# Color similarity extraction

This script extracts color similarity for each test instance, rank them and put together to a `.csv` file.

In [1]:
import numpy as np
import pandas as pd
import cv2
from tqdm import tqdm

In [2]:
train_i = {}
test_i = {}

train_xy = pd.read_csv('train.csv')
train_path = train_xy['id'].values
test_path = pd.read_csv('imagenames.csv')['id'].values

# Only store the histogram to save up space
for f in train_path:
    i = cv2.imread('./train/' + f + '.jpg')
    hist = cv2.calcHist([i],[0],None,[256],[0,256])
    train_i[f] = hist
for f in test_path:
    i = cv2.imread('./test/' + f + '.jpg')
    hist = cv2.calcHist([i],[0],None,[256],[0,256])
    test_i[f] = hist

In [4]:
n_trains = len(train_xy)

fname = np.empty((0,n_trains))
match = np.empty((0,n_trains))

for test in tqdm(test_path):
    matches = [cv2.compareHist(train_i[train],test_i[test],cv2.HISTCMP_INTERSECT) 
               for train in train_path]
    # Sorting.
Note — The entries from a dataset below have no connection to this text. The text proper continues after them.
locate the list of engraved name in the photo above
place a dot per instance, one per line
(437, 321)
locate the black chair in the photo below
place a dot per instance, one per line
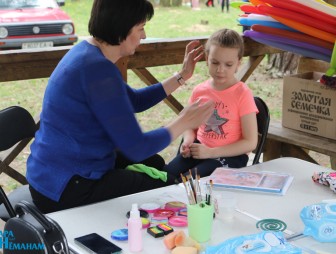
(263, 119)
(17, 128)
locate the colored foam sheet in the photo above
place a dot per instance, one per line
(256, 2)
(298, 17)
(237, 4)
(250, 9)
(294, 49)
(307, 29)
(261, 17)
(300, 8)
(245, 21)
(293, 35)
(316, 5)
(276, 38)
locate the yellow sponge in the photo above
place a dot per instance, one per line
(184, 250)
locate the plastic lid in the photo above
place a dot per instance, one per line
(120, 234)
(135, 213)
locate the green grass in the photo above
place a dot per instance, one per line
(167, 23)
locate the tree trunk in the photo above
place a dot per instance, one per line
(281, 64)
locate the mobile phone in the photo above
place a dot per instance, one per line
(97, 244)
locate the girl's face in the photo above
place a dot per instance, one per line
(222, 64)
(132, 41)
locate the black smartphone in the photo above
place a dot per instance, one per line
(97, 244)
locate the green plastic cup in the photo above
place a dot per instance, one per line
(200, 219)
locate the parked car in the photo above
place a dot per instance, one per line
(61, 2)
(34, 24)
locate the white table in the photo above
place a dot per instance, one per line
(105, 217)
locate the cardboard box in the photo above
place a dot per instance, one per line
(308, 105)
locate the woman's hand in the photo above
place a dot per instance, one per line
(193, 53)
(191, 117)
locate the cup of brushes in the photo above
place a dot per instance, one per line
(200, 211)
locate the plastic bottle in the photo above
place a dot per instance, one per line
(134, 230)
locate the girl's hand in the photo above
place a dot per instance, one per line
(193, 53)
(199, 151)
(185, 151)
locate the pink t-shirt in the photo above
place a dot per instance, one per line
(224, 126)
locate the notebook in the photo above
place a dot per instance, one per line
(263, 181)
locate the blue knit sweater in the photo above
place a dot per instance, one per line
(88, 112)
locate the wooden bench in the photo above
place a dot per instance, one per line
(285, 142)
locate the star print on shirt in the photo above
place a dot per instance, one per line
(215, 123)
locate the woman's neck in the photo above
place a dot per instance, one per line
(112, 53)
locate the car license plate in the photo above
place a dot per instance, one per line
(44, 44)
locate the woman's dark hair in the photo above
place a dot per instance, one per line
(112, 20)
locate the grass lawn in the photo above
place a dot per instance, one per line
(167, 23)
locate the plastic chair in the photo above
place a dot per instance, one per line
(263, 119)
(17, 128)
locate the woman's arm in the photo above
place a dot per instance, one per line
(193, 53)
(147, 97)
(245, 145)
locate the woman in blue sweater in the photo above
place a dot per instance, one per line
(88, 115)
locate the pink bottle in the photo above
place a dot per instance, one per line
(134, 230)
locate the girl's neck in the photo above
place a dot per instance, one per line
(222, 87)
(111, 52)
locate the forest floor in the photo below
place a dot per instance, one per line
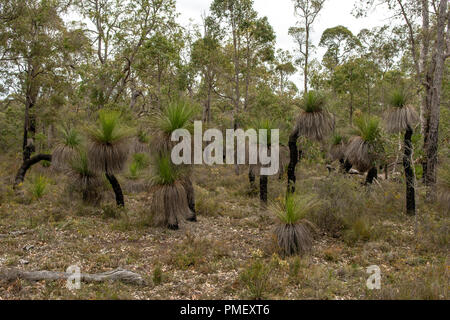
(229, 253)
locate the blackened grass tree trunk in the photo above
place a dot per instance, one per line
(371, 175)
(409, 174)
(20, 176)
(293, 159)
(116, 188)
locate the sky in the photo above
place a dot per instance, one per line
(281, 16)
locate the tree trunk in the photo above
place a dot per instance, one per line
(306, 59)
(438, 71)
(20, 176)
(409, 174)
(351, 108)
(293, 160)
(116, 188)
(347, 166)
(371, 175)
(251, 178)
(263, 188)
(189, 188)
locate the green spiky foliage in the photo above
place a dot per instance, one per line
(366, 146)
(108, 148)
(294, 233)
(314, 121)
(401, 115)
(66, 149)
(84, 179)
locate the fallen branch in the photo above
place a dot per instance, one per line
(114, 275)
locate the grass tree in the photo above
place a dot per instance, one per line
(268, 125)
(84, 179)
(294, 234)
(169, 202)
(141, 142)
(443, 185)
(365, 147)
(176, 115)
(401, 117)
(337, 151)
(108, 148)
(314, 122)
(66, 149)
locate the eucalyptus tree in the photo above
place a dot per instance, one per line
(365, 148)
(233, 14)
(340, 43)
(314, 122)
(307, 12)
(206, 57)
(284, 67)
(120, 30)
(259, 41)
(36, 52)
(429, 48)
(402, 117)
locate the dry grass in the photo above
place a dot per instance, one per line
(223, 256)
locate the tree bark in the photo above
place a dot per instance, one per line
(409, 174)
(293, 160)
(371, 175)
(20, 176)
(251, 178)
(263, 188)
(433, 128)
(189, 188)
(116, 188)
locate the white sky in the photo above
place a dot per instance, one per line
(281, 16)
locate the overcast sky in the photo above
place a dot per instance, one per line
(281, 16)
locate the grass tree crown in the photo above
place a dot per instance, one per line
(108, 148)
(294, 233)
(314, 121)
(366, 146)
(66, 149)
(400, 115)
(337, 148)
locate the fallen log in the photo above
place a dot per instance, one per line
(13, 234)
(119, 274)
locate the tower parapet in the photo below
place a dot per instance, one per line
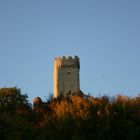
(66, 75)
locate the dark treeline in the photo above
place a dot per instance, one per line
(79, 117)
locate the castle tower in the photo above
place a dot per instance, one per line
(66, 75)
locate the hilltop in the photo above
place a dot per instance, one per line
(77, 117)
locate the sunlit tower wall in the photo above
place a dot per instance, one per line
(66, 75)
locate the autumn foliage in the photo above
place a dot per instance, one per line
(77, 117)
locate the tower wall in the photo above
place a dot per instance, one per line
(66, 75)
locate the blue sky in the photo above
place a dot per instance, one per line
(105, 34)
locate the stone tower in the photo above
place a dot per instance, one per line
(66, 75)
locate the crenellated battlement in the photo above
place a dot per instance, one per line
(67, 62)
(66, 75)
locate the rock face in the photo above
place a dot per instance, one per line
(66, 75)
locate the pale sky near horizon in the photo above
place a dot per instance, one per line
(105, 34)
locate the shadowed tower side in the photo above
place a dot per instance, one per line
(66, 75)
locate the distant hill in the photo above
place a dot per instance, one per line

The order starts from the best matches
    sorted_idx = np.flip(np.argsort(matches))
    sorted_path = [train_path[idx] for idx in sorted_idx]
    sorted_matches = [matches[idx] for idx in sorted_idx]

    fname = np.append(fname, [sorted_path], axis=0)
    match = np.append(match, [sorted_matches], axis=0)

100%|██████████| 1200/1200 [04:45<00:00,  4.20it/s]


In [5]:
pd.DataFrame(fname).to_csv('color_matches_filename.csv',index=False)
pd.DataFrame(match).to_csv('color_matches_distance.csv',index=False)